みなさんの職場では、ペーパーレス会議を実践しているだろうか。会議室に各自がノートパソコンを持ち寄り、事前に配布した文書ファイルを見ながら議論する、といったスタイルだ。「会議の参加人数×資料の枚数」の分だけコストが減るのだから、こういうペーパーレスは合理的と言えば合理的である。
篠原菊紀氏(しのはら きくのり)
諏訪東京理科大学共通教育センター教授
脳科学者。数々のテレビ番組で脳トレ(脳のトレーニング)や脳実験の監修をしているほか、企業との共同研究も多い。脳科学に関連した著書多数。
しかし、「知的生産性」という切り口から見たとき、そういうペーパーレスは本当に正解なのだろうか。感覚的には、紙の方が効率的だと思う作業も少なくない。
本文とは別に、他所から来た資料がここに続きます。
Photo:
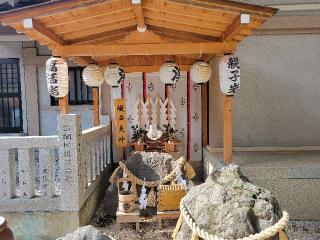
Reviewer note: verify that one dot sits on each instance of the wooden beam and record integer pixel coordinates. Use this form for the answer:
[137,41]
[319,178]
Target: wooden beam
[204,113]
[191,21]
[222,6]
[37,31]
[32,26]
[182,34]
[182,27]
[98,30]
[234,28]
[46,9]
[150,69]
[96,114]
[138,11]
[90,23]
[64,105]
[227,129]
[146,49]
[113,35]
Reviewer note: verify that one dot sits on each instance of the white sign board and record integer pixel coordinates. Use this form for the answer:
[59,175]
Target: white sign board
[229,74]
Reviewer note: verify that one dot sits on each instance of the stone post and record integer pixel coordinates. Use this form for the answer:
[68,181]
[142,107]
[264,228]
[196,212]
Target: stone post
[30,74]
[7,174]
[69,132]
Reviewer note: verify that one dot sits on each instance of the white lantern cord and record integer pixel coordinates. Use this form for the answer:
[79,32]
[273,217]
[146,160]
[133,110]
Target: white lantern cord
[93,75]
[200,72]
[170,73]
[114,75]
[57,75]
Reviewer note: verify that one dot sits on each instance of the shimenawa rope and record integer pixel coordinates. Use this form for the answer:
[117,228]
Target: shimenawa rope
[265,234]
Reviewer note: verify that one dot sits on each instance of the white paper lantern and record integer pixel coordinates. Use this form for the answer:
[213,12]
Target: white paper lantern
[200,72]
[57,77]
[93,75]
[229,73]
[169,73]
[114,75]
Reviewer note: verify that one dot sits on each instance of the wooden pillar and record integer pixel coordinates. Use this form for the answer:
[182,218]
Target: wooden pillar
[63,105]
[204,112]
[227,129]
[96,114]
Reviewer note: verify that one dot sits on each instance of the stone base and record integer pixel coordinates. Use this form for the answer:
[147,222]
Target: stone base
[51,225]
[293,176]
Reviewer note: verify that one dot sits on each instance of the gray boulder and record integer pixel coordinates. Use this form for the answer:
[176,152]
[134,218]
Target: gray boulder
[230,206]
[150,165]
[86,233]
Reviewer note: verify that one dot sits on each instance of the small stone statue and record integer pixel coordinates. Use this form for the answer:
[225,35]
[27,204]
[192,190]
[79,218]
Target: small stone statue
[143,197]
[5,231]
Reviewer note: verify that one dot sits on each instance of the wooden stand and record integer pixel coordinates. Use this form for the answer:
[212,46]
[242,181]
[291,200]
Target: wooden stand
[63,105]
[134,217]
[167,215]
[227,129]
[96,114]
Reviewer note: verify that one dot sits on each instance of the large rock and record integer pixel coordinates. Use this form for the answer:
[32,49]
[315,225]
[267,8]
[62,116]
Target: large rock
[150,165]
[86,233]
[229,206]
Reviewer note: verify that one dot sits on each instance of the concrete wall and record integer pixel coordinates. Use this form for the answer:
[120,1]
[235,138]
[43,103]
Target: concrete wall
[49,114]
[39,117]
[14,50]
[278,104]
[291,174]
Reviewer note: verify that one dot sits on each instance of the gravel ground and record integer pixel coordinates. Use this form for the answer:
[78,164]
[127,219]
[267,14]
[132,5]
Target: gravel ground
[297,230]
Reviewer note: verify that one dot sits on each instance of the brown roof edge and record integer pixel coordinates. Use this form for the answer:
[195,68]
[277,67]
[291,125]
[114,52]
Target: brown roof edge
[61,6]
[44,9]
[249,6]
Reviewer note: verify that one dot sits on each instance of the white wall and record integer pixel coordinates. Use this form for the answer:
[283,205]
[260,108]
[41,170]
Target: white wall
[13,50]
[278,104]
[49,114]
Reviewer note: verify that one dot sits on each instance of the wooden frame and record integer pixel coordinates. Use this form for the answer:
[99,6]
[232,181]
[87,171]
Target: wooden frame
[227,129]
[103,31]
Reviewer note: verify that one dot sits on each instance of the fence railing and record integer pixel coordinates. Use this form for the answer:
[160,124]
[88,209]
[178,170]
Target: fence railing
[53,173]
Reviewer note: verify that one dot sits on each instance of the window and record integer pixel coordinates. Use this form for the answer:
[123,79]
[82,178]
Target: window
[10,96]
[79,93]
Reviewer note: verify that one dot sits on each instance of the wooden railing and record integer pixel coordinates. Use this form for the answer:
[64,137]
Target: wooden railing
[53,173]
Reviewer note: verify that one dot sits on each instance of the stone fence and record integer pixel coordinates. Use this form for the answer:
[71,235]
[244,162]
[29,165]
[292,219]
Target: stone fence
[53,173]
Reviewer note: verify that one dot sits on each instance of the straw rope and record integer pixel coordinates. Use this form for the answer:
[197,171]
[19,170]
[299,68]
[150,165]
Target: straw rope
[151,184]
[265,234]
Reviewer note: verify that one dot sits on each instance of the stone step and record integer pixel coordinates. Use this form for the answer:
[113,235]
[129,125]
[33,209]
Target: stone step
[273,165]
[292,176]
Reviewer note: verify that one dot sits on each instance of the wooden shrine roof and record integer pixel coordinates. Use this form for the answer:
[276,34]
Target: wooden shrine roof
[104,31]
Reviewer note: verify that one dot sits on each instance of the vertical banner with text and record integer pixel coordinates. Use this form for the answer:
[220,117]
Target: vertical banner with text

この疑問について、脳科学者の篠原菊紀氏(諏訪東京理科大学共通教育センター教授)にたずねたところ、「実験データから、紙の資料を見るのとパソコンやタブレットで資料を見るのとでは脳活動に差があり、全体として業務のパフォーマンスは紙のほうが高いといえます。もし、深く議論せずに会議を通したい話があるなら、ペーパーレス会議は戦略的に良い方法かもしれません(笑)」という答えが返ってきた。
やはり、何でもペーパーレス化すればよい、というわけではないようだ。脳科学の観点から篠原氏が行った実験とその結果について見ていこう。
プレゼンの内容をよく覚えているのは、デジタルより紙の資料
篠原氏は、会議におけるプレゼンテーションを題材に、こんな脳実験を行ったという。
NIRS(近赤外線分光法)装置を使った脳活動の測定
脳活動の測定に使ったのは「NIRS(近赤外線分光法)装置」というものだ。被験者は左の写真のように、多数のセンサーが組み込まれたヘッドギアを頭にかぶって実験に臨む。「活発に活動している脳細胞には酸素が集まってきます。血液は、酸素を運んでいるときと酸素を放出したときで色が違うので、NIRS装置で脳に近赤外線を照射すると、酸素が多いところ、つまり活動が活発になっている場所がわかります」(篠原氏)。
結果はどうだったか。まず脳活動については、左側の前頭前野(脳の前方にある部位)の活動に有意な差が出た。「前頭前野は、記憶や情報を一時的に保持して組み合わせ、答えを出していくワーキングメモリーと呼ばれる機能に強くかかわります。私たちはものを考えたり、コミュニケーションをとったり、仕事をしたりする、いわゆる『頭を使う』というときにはワーキングメモリーを使いますが、左の前頭前野は特に言葉にかかわるワーキングメモリーとかかわっています。ここがタブレットより紙の資料の場合のほうが活発に活動したわけです」。
プレゼンの後に実施した内容確認テストでも、紙の資料を見たときの平均正答数は、タブレットで資料を見たときのそれと比べて約11%多かった。つまり、紙の資料のほうがプレゼンの内容をよく覚えていたということになる。